Per un attimo Levius tentenna. Vede la crisalide sollevarsi in piedi e sente un brivido lungo le braccia, mentre Salomone ringhia e tira, desideroso di attaccare per primo. «Ho detto che è difficile da credere che la razione basti per la famiglia di quella ragazzina», inizia piano, «altrimenti non sarebbe uscita a cercare del cibo sottobanco».

«Giusto», concorda. «Ma forse adesso basterà».

Quella punta di cinismo fa vibrare i nervi di Levius, tanto che deglutire gli risulta a fatica. Non riesce a sorridere, non riesce a respirare. Sente un groppo in gola mentre annuisce. Dà le spalle alla crisalide e nemmeno la saluta, ma Salomone s'impunta e raschia le zampe sull'asfalto, abbaia.

«Tenga a bada il suo cane», lo avvisa, «altrimenti farà una brutta fine».

«Il cane?».

«Entrambi».

Con la voce ovattata della crisalide che gli riempie le orecchie, Levius dà uno strattone al guinzaglio e borbotta un: «Andiamo, Sal, basta...». Lo sente ringhiare, poi se lo trascina dietro e, con le sopracciglia aggrottate, torna verso il portone del proprio palazzo, fa il giro opposto. Dinanzi a lui, ancora l'immagine della ragazzina e del colpo di pistola. Ha i nervi tesi tanto quanto Salomone, che fa i suoi bisogni solo per automatismo fin quando Levius non viene strattonato per una spalla verso un vicolo; allora ringhia e, libero dal guinzaglio, gli corre dietro.

«Che diavolo fai, Levius?», chiede Esteban, il capo del gruppo. Lo tiene fermo, con una mano sul petto, e lo schiaccia contro il muro alle sue spalle. Gli occhi ridotti a due fessure nocciola, i denti esposti e le narici larghe in un moto di nervoso. «Stavi per farti ammazzare da una crisalide di passaggio, te ne rendi conto?», sbuffa rabbioso, muove le ciocche nere che gli si attaccano sulla fronte e sulle guance. «Per cosa, poi?».

Levius scuote la testa. La nuca che friziona sul manifesto del coprifuoco, che gli pulsa per via dell'emicrania, che desidera battere più e più volte contro la cortina. «Non dire stronzate».

«Le stronzate sono quelle che fai tu».

Salomone si siede in terra placido e osserva Esteban come al suo solito: tranquillo, con le orecchie attente e il muso basso. Non ha paura di lui, perché sa che è un amico, una brava persona, anche se Levius si lamenta e tenta di sfuggirgli.

Non a caso dice: «Quella merda ha ucciso una ragazzina».

«D'accordo, e...».

«E vorrei che facesse la sua stessa fine».

«È un po' troppo presto per fare l'eroe, non credi?».

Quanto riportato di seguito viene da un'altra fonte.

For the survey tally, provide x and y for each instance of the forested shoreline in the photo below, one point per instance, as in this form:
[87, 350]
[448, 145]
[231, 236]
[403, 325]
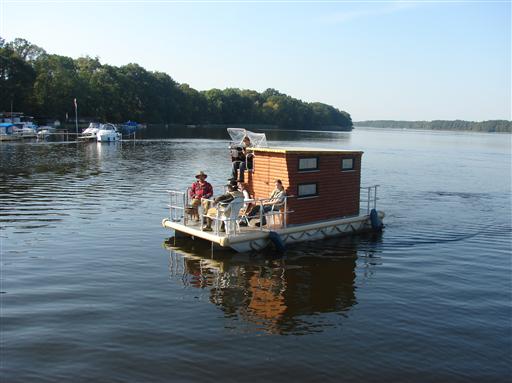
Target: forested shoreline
[44, 85]
[497, 126]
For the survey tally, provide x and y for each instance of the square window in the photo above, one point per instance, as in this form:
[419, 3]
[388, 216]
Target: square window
[347, 164]
[309, 163]
[307, 190]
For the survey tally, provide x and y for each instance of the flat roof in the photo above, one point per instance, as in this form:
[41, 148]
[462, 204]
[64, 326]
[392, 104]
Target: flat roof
[304, 150]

«Credo che tu sia fastidioso», borbotta Levius, con il naso a pochi centimetri da quello di Esteban. Lo arriccia, solleva il labbro superiore in una smorfia e se lo scrolla di dosso, muove un paio di passi nel vicolo. «Tieni alle leggi di questo mondo di merda più che alla vita delle persone».

«Altre stronzate», precisa sollevando le sopracciglia. «Se ti tengo a bada è solo per farti arrivare vivo fino a domani, per farti vedere un'altra alba, Levius». Ghigna. «Ti piace il sole?».

Non risponde. Una strana smorfia gli si dipinge in viso mentre si china a raccogliere il guinzaglio di Salomone, poi fischia, dice: «Dai, alzati».

E il cane torna dritto sulle sue zampe, scodinzola, lo guarda in silenzio prima di puntare Esteban con fare curioso.

«Mi piace molto di più la notte, quando le crisalidi si schiudono».

*

Attentato alla sede della Terza Giurisdizione: sono venti le crisalidi che hanno perso la vita nel tentativo di proteggere la Città e la Patria.

Note: Oggi è stata la giornata dei bug, perciò l'ho presa molto alla larga prima di pubblicare questo aggiornamento. Che dire, è un inizio strano, non trovate? Le sette di sera. Se credessi nel destino, non la prenderei bene. Volevo che fosse mattina... Tutto sommato siamo qui a costruirci il domani con le nostre mani, perché con "La crisalide incompleta" è proprio quello che voglio comunicare. Buon viaggio nel mio delirio, ragazzi!